Hatte sich Rich noch konzentrieren wollen auf Fragen der wirtschaftsethischen Grundlegung und dann der damals noch so brennenden Gegensätze der Wirtschaftssysteme, so geht es M. nun um eine umfassendere Vorgehensweise, um ein möglichst umfassendes System. Aufgabe der Wirtschaftsethik sei dabei, "die wirtschaftlichen Prozesse und Strukturen im Blick auf deren Tauglichkeit und Angemessenheit zum Tun des Guten" zu thematisieren (4). Sie wolle dabei "die ontologischen, kosmologischen, anthropologischen und epistemologischen Voraussetzungen erhellen, die von der Wirtschaftswissenschaft gemacht werden" (42). Er setzt voraus, daß derjenige, der einsehe, was als gut zu tun sei, auch den Drang habe, es zu tun. Ohne diese Prämisse gebe es keine Ethik (14). Und theologisch ergebe sich dann die "Grundaufgabe, die durch geschichtliche Erfahrungen und theologische Reflexion geprägte Perspektivität des christlichen Glaubens fruchtbar zu machen für eine auf allgemeine Geltung abzielende vernünftige Moral" (45).

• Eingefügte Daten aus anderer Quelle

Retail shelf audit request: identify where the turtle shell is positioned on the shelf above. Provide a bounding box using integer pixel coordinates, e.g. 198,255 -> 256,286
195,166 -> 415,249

M. unterteilt seine Wirtschaftsethik in fünf Kapitel. Im ersten Kapitel "Grundlegung der Wirtschaftsethik" entwickelt er sodann für sein System als formale Kriterien der Vorzugswürdigkeit moralischer Maximen: Allgemeinheit (80) und Kohärenz (82). Als materiale Kriterien der Vorzugswürdigkeit moralischer Maximen sieht er dagegen Freiheit (85), Gleichheit (86), Gerechtigkeit (89), Personalität (90) und Toleranz (93). Unter dem Rubrum "Theologische Impulse" nimmt er daraufhin den biblischen Eigentumsschutz (96), den Schutz der Armen (97), die Kritik des Reichtums (99) und das Arbeitsgebot (101) auf. Unter der Überschrift "Historische Linien" setzt er sich ferner mit der mittelalterlichen Scholastik (102) hinsichtlich der Gerechtigkeitsidee (besonders bei Thomas), mit der reformatorischen Theologie (104) hinsichtlich der Berufslehre und der Zinsfrage auseinander. Erfreulich sind auch die nicht zu knappen Hinweise auf die katholische Soziallehre: von "Rerum Novarum" von 1891 bis "Centesimus annus" von 1991 (109 ff.). Sodann wird die deutschsprachige evangelische Soziallehre bilanziert (116 ff.), von V. Oettingen bis zur Denkschrift der EKD "Gemeinwohl und Eigennutz" von 1991 bzw. den weiteren gemeinsamen evangelisch/katholischen Worten der Gegenwart.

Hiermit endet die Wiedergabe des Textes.